Four Brothers is a morality tale with a sobering lesson: Don't murder old ladies if they have vengeful, violent sons. When Evelyn Mercer is gunned down, the four boys she adopted and raised (played by Mark Wahlberg, Tyrese Gibson, André Benjamin, and Garrett Hedlund) decide to settle the score in a hailstorm of bullets. Chiwetel Ejiofor of Dirty Pretty Things and the upcoming sci-fi adventure film Serenity co-stars as a brutal gangster.

Director John Singleton is no stranger to stories of gangsters and guns. He gave us Boys N the Hood, Poetic Justice, and Samuel Jackson's turn as Shaft. But reviews of this film are significantly less enthusiastic.

David DiCerto (Catholic News Service) writes, "Despite believable performances and chemistry, the quartet is wholly unsympathetic (save for Benjamin) and their thuggish eye-for-an-eye tactics have little to do with true justice and undermine the story's emotional core."

Eric Rice (Crosswalk) says, "Four Brothers is meant to leave the audience with a sense of "justice wins" or a "brothers who stick together can do anything" uplifting sort of feeling when it is over. But instead, this particular reviewer (who really likes action films) walked away feeling only jangled and uncomfortable."

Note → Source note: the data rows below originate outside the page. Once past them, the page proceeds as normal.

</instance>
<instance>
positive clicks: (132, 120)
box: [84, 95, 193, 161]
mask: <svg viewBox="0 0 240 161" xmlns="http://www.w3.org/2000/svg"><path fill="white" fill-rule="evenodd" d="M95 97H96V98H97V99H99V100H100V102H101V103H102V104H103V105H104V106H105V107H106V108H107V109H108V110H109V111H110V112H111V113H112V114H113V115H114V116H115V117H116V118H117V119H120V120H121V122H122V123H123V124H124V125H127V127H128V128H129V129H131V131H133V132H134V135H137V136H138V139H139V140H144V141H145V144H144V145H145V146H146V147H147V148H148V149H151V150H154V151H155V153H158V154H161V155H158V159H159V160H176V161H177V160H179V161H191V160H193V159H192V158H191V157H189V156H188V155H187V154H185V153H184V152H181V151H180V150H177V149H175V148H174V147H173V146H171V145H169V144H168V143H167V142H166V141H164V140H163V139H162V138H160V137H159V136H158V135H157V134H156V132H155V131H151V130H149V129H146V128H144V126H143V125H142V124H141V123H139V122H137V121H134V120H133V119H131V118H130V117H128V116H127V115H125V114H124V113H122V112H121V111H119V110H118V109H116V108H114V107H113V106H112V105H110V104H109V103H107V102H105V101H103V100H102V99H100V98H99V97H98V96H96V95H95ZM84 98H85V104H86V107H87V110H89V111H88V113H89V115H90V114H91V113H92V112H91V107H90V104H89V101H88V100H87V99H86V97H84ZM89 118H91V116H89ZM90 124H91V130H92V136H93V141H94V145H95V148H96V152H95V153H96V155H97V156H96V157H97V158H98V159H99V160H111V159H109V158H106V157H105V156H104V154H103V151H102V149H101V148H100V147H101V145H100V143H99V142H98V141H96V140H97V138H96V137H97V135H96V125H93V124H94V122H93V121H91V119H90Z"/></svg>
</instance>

"What's missing … is the film's center," says Christopher Lyon (Plugged In). "These guys just don't seem as motivated to avenge their mom's death as they are to wreak havoc for the pure joy of violence. Her murder is the perfect excuse to start hitting and shooting people. I didn't buy that they felt the need to do it for her. They're just having too much fun. Even so, I'm left pondering this question: Is trying to incite audiences to gleeful vicarious revenge a good idea?"

"Four Brothers is cinematically and narratively well done," writes Cliff Vaughn (Ethics Daily), "and the car chase in the snow is particularly harrowing. But the near merriment it attaches to vengeful action is a tad—OK, a ton—too indulgent."

Mainstream critics say it rates as a decent "revenge thriller," but few of them feel strongly about the picture either one way or the other.